What I discovered in 2020 was synchronicity 2.0.  Synchronicity is where we know that there is some under-the-surface connection between things that are happening in our lives, but we can’t put our finger on what it is. We feel its power, but we often don’t allow ourselves to pursue our curiosity about its origin.  Synchronicity 1.0 isn’t new to me. I’ve often had those surprising alignments across my life span. But this year has been different, extra-ordinary. What I’m talking about is a whole year of synchronicity 2.0. A deep sense of being part of an unfolding story, the drama of me. A deep sense of Presence; sometimes in the light, but often in the dark, sometimes strongly felt, often with no feeling at all. But the story unfolded for me, like a symphony I was hearing for the first time. I didn’t at any stage know what the next note was. Instruments were introduced just at the right time, playing the right note and so frequent was this guidance across the year, that it was impossible not to feel, or to believe, that the orchestra was being conducted.

It's hard to talk about God, the Divine, Presence. It really is. But if 2020 has been teaching me anything, it’s that maybe it’s time to get beyond the embarrassment and get over myself. 

For me, the whole year was spent both in a deep, dark wood of life transition and a perfect dance of revelation, inspirations and guidance, that simply weren’t explainable in any normal, rational way. I would find myself reaching a difficult aspect of myself and some friend (who had no idea what I was struggling with), would recommend a book and it turned out to be exactly the book I needed. Or a sentence in a magazine would refer to an intriguing author and I would read that author and discover a whole new way of seeing how to relate to myself. Or that friend would say just the right thing in a conversation that unlocked a question I was wrestling with. I’d pick up a podcast to listen to and just not feel excited about the first few minutes, so I’d turn it off and then flick through some other podcasts and something else would catch my eye. So, I’d listen to that podcast and was astonished that it turned out to be the most relevant podcast I could imagine. Or I would be struggling to develop some mindful practices and someone would refer to another writer, who opened up whole new disciplines for me I’d never heard of. People, books, words, sentences, comments, podcasts, poems, chance meetings, documentaries, friends – all played a part in perfect timing to guide me through the woods.  A couple of times along the way, at the points in the forest where it seemed darkest and where I most felt like I’d lost my way, or felt most desperate, or stuck, I would hear an inner whisper in my thinking that unlocked something within me - an emotion, an insight,  a next step. 

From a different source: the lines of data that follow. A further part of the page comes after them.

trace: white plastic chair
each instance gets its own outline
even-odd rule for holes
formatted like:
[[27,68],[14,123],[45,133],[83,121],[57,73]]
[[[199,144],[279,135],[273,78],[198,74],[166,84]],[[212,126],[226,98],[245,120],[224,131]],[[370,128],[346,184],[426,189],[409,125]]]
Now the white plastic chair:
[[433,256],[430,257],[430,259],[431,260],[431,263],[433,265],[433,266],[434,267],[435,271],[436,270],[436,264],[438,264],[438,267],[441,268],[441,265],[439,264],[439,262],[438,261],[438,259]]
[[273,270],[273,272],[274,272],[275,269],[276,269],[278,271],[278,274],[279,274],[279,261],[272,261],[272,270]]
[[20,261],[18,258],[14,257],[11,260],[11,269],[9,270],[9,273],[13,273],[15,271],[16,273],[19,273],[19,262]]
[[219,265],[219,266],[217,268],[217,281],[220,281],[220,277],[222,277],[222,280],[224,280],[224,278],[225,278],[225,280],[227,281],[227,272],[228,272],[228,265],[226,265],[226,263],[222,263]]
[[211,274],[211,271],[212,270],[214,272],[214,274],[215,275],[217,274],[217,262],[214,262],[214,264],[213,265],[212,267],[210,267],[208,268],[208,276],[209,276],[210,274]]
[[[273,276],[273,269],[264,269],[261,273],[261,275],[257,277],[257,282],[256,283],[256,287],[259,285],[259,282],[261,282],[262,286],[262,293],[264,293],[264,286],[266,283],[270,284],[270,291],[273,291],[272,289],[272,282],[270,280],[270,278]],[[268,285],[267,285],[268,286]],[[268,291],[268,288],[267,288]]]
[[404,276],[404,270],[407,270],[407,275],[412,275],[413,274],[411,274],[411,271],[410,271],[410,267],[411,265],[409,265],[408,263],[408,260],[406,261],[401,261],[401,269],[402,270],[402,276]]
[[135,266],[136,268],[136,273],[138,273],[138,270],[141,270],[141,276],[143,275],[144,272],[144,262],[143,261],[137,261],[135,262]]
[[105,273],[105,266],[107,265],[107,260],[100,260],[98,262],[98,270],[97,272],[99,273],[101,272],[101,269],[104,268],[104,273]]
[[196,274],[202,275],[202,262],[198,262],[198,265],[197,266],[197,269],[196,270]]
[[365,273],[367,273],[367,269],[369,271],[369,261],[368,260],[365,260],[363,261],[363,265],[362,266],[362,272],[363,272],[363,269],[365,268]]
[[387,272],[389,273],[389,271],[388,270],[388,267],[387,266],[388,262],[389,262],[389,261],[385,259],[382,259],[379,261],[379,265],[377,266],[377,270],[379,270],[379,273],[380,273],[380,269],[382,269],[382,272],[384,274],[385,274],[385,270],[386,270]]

We appear to live in a culture that has become embarrassed to talk about God. It’s not just the kind of embarrassment you feel when you discover a stain on the front of your shirt that everyone except you has noticed. It’s an embarrassment that sits on the edge of shame. It’s the kind of shame that moves slyly between ‘something is wrong’, to, ‘you are wrong’. I get the God shaped embarrassment. I really do. My dad was an ardent atheist. After a little Sunday school in the 1960’s (you did that in those days), sport quickly became the new religion for my teenage years. But I had a few significant, non-churchy, spiritual experiences, that were so genuine that they shaped the next decade and a half of my life and led me into working within churches full-time, (serious converts in the 1980’s had a choice of the church or the mission field). 

I left that world in my thirties, not because I didn’t believe in God, just not that shape of God that the mainstream church seemed to specialise in. I had discovered more space and freedom to grow, within the wider horizons of the spiritual experiences from Christian mystics to Zen Buddhists. 

When I left the working world of church, I became one of those people who were also embarrassed to talk about God, because the whole idea is so laden with everyone’s bad experiences, projections and prejudices, that I didn’t want to labelled, pigeon-holed or put into anyone else’s negative boxes. I didn’t want people making conclusions about me and being put into a coffin labelled ‘you, as a person, are wrong; there is something wrong with you if you believe in God’. That was too much shame to bear.

As I enter 2021, with whatever it may hold, I’m aware that Synchronicity 1.0 is so much easier to talk about than Synchronicity 2.0, or God, or the Divine Presence and I’m aware of the need for courage to ask the unspeakable question – is synchronicity the language of the Divine?